Use this first stage to prepare for resume context, role fit, motivation for SMBC MANUBANK, logistics, and a concise walkthrough of relevant projects. The available candidate evidence is sparse, so this stage is framed as a practical preparation bucket rather than a claim that every candidate saw a separate formal round. Evidence used for this guide includes: Technical Interview: This final technical round is split into three parts. First, you work through an architecture-style problem about an investment scenario using two tables: accounts and transactions. Next, you are asked to fix a code snippet shown during the interview, using either Pandas or PySpark. The round ends with general data engineering technical questions, including topics like the difference between Pandas and Spark.
This final technical round is split into three parts. First, you work through an architecture-style problem about an investment scenario using two tables: accounts and transactions. Next, you are asked to fix a code snippet shown during the interview, using either Pandas or PySpark. The round ends with general data engineering technical questions, including topics like the difference between Pandas and Spark.

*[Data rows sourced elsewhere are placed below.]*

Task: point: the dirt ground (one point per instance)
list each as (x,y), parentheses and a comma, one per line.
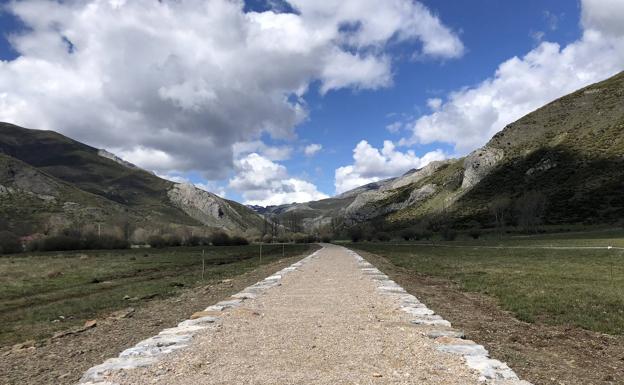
(541,354)
(63,360)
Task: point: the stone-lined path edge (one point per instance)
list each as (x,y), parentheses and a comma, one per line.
(149,351)
(448,340)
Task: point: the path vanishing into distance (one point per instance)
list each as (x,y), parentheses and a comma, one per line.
(331,318)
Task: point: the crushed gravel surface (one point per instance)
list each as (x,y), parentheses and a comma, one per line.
(325,324)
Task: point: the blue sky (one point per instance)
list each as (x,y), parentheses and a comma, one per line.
(187,124)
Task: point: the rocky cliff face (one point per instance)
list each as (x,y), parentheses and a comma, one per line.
(479,164)
(208,208)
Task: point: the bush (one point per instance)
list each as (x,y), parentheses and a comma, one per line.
(58,243)
(283,239)
(408,234)
(238,240)
(449,234)
(65,242)
(173,240)
(223,239)
(157,241)
(356,234)
(220,239)
(194,240)
(10,243)
(104,242)
(383,237)
(304,238)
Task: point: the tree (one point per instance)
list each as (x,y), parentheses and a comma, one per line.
(9,243)
(499,208)
(356,233)
(529,208)
(408,234)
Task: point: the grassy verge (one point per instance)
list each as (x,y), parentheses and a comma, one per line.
(582,287)
(46,292)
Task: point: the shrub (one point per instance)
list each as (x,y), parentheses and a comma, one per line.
(157,241)
(194,240)
(283,239)
(408,234)
(10,243)
(448,234)
(59,243)
(383,237)
(220,239)
(238,240)
(356,234)
(173,240)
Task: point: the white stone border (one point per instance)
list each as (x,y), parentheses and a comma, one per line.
(447,339)
(151,350)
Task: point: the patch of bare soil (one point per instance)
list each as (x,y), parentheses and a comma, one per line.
(542,354)
(64,359)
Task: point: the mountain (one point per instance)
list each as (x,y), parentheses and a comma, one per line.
(565,159)
(47,179)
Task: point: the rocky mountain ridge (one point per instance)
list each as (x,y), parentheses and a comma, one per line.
(51,173)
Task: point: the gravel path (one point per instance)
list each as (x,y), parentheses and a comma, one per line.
(326,323)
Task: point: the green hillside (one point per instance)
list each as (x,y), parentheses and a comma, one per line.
(92,186)
(568,155)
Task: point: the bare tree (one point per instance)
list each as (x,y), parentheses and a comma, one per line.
(530,207)
(499,208)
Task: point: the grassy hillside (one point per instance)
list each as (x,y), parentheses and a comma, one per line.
(80,165)
(91,186)
(570,153)
(33,201)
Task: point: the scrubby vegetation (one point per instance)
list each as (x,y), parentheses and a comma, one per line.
(38,288)
(530,276)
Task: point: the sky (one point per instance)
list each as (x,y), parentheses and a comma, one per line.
(278,101)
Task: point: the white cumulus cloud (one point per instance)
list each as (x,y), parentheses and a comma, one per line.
(264,183)
(312,149)
(177,83)
(372,164)
(470,116)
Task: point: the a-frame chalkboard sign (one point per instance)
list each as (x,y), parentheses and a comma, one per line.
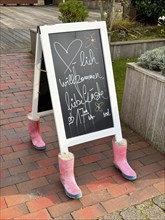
(73,78)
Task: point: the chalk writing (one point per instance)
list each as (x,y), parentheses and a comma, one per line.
(82,85)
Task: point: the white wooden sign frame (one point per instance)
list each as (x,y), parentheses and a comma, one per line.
(43,46)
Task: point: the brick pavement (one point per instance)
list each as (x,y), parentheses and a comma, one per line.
(30,186)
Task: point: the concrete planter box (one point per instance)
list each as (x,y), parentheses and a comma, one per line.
(128,49)
(143,107)
(119,49)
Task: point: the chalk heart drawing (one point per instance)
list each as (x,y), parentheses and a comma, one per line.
(67,55)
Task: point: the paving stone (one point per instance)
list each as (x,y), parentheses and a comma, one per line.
(132,214)
(151,211)
(113,216)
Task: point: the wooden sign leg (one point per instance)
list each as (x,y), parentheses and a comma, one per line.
(33,118)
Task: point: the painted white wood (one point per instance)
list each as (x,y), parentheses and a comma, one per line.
(64,142)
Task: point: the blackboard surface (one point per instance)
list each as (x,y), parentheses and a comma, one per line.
(81,80)
(44,100)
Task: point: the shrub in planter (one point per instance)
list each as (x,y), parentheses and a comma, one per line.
(153,60)
(149,11)
(72,11)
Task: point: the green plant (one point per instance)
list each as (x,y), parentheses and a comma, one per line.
(153,60)
(148,11)
(119,70)
(72,11)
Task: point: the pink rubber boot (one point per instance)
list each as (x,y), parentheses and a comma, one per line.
(120,159)
(35,134)
(66,167)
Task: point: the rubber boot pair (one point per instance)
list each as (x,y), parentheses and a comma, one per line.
(35,133)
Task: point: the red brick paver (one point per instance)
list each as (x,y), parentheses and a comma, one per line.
(30,185)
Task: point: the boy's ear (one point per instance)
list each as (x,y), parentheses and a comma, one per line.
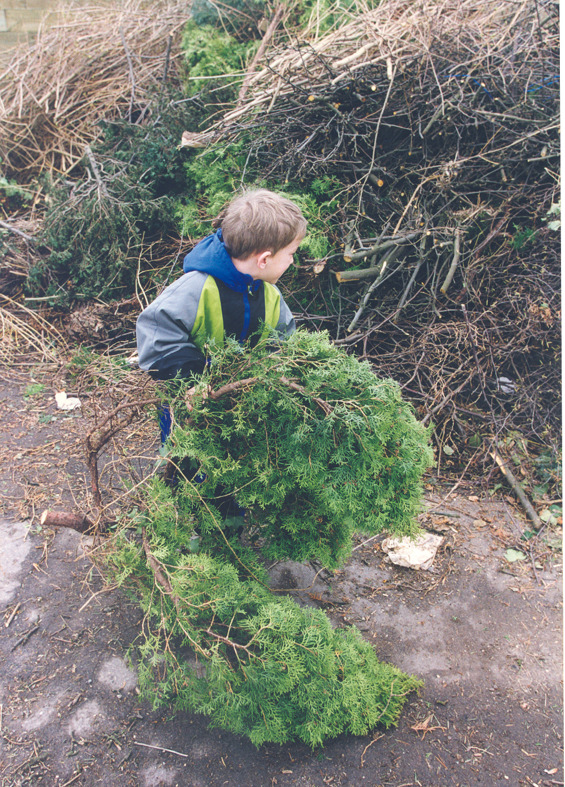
(263,258)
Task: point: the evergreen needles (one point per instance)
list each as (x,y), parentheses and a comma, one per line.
(315,447)
(312,445)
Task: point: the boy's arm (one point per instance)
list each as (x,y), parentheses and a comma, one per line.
(164,340)
(286,324)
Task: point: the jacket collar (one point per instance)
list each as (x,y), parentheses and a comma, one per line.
(211,256)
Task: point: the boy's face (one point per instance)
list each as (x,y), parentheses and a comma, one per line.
(270,267)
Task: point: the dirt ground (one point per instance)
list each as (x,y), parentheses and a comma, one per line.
(484,633)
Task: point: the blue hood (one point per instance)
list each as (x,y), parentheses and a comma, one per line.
(211,256)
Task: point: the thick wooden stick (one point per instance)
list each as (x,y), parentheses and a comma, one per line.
(528,507)
(66,519)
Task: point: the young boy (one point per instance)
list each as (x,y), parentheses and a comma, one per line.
(228,287)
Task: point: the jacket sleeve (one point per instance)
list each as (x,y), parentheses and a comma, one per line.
(164,341)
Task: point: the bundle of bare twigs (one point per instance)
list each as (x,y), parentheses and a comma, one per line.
(100,62)
(437,124)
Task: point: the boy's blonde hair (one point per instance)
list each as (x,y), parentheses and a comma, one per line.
(258,221)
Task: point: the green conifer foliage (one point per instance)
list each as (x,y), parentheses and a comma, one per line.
(255,663)
(316,448)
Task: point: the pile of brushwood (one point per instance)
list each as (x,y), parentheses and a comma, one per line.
(315,447)
(420,139)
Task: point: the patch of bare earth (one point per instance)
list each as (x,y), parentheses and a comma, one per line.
(483,633)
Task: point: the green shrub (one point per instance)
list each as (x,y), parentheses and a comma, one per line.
(255,664)
(316,448)
(215,62)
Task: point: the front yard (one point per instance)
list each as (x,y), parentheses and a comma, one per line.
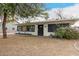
(36,46)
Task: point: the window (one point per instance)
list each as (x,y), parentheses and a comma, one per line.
(13,28)
(52,27)
(30,28)
(19,28)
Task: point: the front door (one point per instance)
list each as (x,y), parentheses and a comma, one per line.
(40,30)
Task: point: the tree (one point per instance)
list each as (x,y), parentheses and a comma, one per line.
(59,13)
(9,10)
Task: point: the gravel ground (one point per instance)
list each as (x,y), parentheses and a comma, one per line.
(19,45)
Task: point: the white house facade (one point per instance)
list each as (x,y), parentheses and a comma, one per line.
(42,28)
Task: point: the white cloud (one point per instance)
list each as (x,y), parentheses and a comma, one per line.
(67,11)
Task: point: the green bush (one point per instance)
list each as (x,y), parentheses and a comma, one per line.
(67,33)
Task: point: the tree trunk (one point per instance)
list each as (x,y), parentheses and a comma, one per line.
(4,26)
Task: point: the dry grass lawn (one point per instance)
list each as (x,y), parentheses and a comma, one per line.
(36,46)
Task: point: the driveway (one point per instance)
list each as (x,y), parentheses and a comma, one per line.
(37,46)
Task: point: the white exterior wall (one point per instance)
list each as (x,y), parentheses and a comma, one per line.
(33,33)
(9,27)
(46,33)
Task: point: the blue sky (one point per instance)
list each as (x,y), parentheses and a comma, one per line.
(58,5)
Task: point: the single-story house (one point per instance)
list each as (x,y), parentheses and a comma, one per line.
(43,28)
(10,28)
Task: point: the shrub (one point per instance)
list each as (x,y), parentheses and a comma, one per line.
(67,33)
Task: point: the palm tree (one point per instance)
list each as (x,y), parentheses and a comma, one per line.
(8,10)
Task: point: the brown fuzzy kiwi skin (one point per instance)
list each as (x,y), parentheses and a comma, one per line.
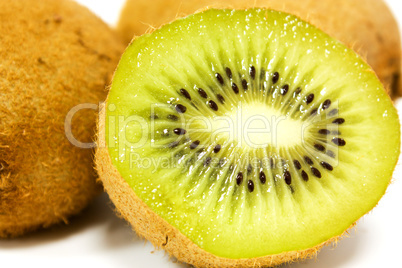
(367,26)
(54,55)
(147,224)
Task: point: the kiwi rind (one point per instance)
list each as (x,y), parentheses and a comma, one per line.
(367,26)
(54,56)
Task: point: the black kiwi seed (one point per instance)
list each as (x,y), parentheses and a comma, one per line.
(331,154)
(207,161)
(339,121)
(288,177)
(310,98)
(194,145)
(252,72)
(173,144)
(217,148)
(185,93)
(297,164)
(179,131)
(221,98)
(235,88)
(308,160)
(304,175)
(213,105)
(181,108)
(172,117)
(314,112)
(326,166)
(284,90)
(275,77)
(228,72)
(202,93)
(333,112)
(324,132)
(319,147)
(326,104)
(316,172)
(339,141)
(244,84)
(250,186)
(249,169)
(263,178)
(219,78)
(239,178)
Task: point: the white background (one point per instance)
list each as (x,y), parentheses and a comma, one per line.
(99,239)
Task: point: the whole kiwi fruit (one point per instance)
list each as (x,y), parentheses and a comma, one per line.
(54,55)
(367,26)
(245,138)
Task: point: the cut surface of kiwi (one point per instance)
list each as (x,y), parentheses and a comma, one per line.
(366,26)
(54,55)
(251,132)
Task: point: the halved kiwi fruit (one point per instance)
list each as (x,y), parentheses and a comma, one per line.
(244,138)
(367,26)
(54,55)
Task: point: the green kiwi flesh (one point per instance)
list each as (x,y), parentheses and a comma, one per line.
(324,134)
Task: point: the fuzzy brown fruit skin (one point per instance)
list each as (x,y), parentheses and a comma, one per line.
(161,234)
(54,55)
(367,26)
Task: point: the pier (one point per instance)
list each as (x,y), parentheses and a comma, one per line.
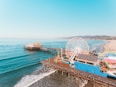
(63,67)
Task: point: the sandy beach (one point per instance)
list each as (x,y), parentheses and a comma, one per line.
(110,46)
(59,80)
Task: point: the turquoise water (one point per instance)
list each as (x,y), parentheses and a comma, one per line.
(15,62)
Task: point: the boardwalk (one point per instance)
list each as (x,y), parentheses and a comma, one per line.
(105,82)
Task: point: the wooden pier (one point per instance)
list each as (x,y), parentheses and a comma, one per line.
(97,80)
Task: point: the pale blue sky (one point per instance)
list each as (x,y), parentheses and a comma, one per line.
(56,18)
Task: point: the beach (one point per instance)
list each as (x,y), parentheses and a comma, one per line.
(110,46)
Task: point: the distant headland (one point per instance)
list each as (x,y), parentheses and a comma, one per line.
(95,37)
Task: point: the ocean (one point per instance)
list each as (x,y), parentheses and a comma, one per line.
(16,62)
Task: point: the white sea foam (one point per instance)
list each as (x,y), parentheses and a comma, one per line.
(31,79)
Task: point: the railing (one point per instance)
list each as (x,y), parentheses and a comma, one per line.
(88,76)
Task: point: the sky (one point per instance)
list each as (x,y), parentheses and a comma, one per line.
(56,18)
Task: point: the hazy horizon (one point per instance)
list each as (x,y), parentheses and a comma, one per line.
(57,18)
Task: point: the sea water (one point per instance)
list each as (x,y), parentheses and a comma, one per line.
(16,62)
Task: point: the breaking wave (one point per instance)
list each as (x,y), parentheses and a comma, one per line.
(28,80)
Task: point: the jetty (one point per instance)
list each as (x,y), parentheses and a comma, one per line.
(63,67)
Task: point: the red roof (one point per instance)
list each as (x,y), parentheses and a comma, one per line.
(110,60)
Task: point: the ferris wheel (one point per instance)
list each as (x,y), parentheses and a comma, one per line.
(75,46)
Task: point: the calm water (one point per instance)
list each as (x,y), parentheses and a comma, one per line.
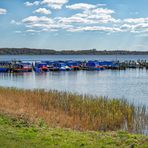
(129,84)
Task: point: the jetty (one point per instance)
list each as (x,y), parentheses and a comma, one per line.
(69,65)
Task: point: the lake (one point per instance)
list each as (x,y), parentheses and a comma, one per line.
(130,84)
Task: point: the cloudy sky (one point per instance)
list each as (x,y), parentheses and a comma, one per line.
(74,24)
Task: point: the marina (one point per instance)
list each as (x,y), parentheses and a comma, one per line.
(70,65)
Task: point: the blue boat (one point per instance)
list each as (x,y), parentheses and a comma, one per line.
(21,67)
(61,66)
(4,66)
(40,67)
(74,65)
(94,65)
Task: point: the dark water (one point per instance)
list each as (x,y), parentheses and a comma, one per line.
(131,84)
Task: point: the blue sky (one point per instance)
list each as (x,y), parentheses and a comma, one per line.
(74,24)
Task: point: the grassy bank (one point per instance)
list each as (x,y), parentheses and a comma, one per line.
(15,132)
(61,109)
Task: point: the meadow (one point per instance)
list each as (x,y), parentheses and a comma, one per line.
(69,110)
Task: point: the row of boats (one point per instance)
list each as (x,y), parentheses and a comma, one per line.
(45,66)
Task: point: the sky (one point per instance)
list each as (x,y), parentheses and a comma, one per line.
(74,24)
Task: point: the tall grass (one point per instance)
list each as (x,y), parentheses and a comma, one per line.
(74,111)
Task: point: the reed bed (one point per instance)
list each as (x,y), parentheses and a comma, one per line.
(69,110)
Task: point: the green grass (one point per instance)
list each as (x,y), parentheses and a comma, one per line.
(17,133)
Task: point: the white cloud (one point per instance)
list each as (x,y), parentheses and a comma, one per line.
(3,11)
(29,4)
(36,19)
(15,22)
(136,20)
(43,24)
(95,28)
(54,4)
(42,11)
(91,16)
(82,6)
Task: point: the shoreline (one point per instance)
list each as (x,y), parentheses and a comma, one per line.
(70,110)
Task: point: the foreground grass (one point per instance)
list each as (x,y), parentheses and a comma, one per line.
(18,133)
(61,109)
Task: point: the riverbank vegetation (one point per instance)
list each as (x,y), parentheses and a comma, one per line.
(68,110)
(17,132)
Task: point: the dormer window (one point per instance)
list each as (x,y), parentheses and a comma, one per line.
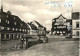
(15,23)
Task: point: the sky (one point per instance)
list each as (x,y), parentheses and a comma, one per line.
(42,11)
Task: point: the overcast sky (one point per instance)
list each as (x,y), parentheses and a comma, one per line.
(39,10)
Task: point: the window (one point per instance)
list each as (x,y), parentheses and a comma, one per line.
(77,24)
(19,29)
(13,29)
(0,20)
(25,30)
(8,28)
(7,16)
(16,29)
(21,24)
(7,21)
(2,28)
(77,33)
(15,23)
(14,18)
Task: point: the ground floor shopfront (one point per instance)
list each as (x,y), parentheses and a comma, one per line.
(60,30)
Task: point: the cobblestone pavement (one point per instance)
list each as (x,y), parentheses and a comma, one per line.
(55,47)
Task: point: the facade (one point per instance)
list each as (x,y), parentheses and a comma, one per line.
(61,26)
(12,27)
(76,24)
(36,28)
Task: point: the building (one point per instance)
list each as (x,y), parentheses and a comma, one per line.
(36,28)
(61,25)
(12,27)
(76,24)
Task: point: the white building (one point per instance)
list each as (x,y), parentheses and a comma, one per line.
(76,24)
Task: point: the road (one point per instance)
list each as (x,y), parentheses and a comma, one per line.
(55,47)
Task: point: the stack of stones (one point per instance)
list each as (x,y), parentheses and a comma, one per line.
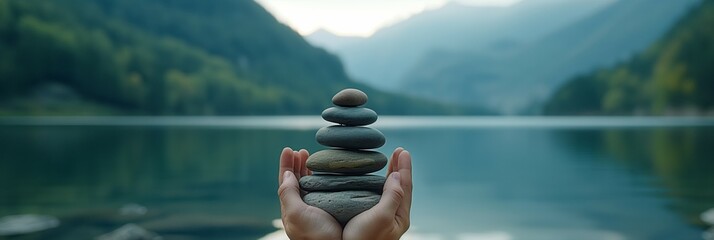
(341,184)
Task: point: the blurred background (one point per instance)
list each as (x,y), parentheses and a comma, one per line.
(526,119)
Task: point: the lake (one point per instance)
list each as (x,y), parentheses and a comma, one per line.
(474,177)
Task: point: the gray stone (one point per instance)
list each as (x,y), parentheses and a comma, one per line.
(343,205)
(350,116)
(27,223)
(346,161)
(350,137)
(130,232)
(335,183)
(350,97)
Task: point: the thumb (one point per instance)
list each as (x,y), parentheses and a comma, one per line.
(392,195)
(289,191)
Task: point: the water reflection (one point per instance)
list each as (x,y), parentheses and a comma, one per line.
(472,181)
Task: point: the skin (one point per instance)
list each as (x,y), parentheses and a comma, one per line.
(389,219)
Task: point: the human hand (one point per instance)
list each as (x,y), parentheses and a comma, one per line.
(389,219)
(301,221)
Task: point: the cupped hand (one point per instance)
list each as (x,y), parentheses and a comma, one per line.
(301,221)
(389,219)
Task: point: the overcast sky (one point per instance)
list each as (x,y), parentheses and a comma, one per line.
(353,17)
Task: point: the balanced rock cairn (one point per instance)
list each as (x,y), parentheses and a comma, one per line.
(341,185)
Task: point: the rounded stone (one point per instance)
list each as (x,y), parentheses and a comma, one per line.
(346,161)
(335,183)
(350,137)
(350,97)
(344,205)
(350,116)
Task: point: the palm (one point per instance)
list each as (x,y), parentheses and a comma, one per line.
(390,218)
(302,221)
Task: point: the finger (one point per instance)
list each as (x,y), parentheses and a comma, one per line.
(304,154)
(405,171)
(289,192)
(392,195)
(393,162)
(297,164)
(286,163)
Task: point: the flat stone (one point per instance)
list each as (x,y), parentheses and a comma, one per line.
(343,205)
(335,183)
(28,223)
(350,97)
(346,161)
(350,116)
(350,137)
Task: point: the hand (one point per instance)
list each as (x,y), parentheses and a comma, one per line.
(389,219)
(301,221)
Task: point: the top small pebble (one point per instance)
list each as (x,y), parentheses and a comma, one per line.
(350,97)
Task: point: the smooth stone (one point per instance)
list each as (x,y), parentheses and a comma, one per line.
(343,206)
(27,223)
(350,137)
(335,183)
(350,97)
(130,231)
(346,161)
(350,116)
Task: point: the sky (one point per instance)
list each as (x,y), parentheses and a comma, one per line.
(354,17)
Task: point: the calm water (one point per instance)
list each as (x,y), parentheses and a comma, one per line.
(475,178)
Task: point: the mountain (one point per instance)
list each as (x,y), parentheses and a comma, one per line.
(330,41)
(518,81)
(384,58)
(674,76)
(167,57)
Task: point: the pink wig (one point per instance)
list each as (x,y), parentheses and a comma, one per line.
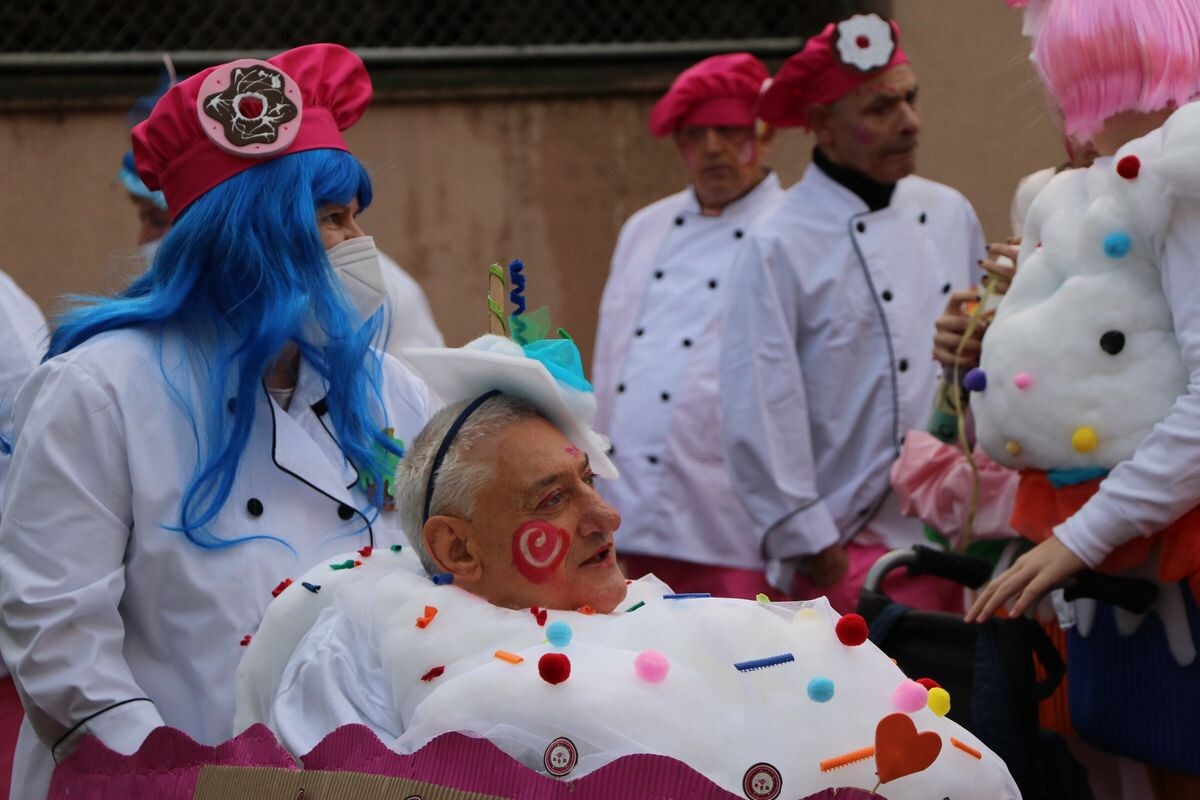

Close preparation with examples that show ownership, communication, and how you work with cross-functional partners or technical peers. The available candidate evidence is sparse, so this stage is framed as a practical preparation bucket rather than a claim that every candidate saw a separate formal round. Where the source evidence blended final steps together, this stage captures the final evaluation themes without adding unsupported company-specific claims.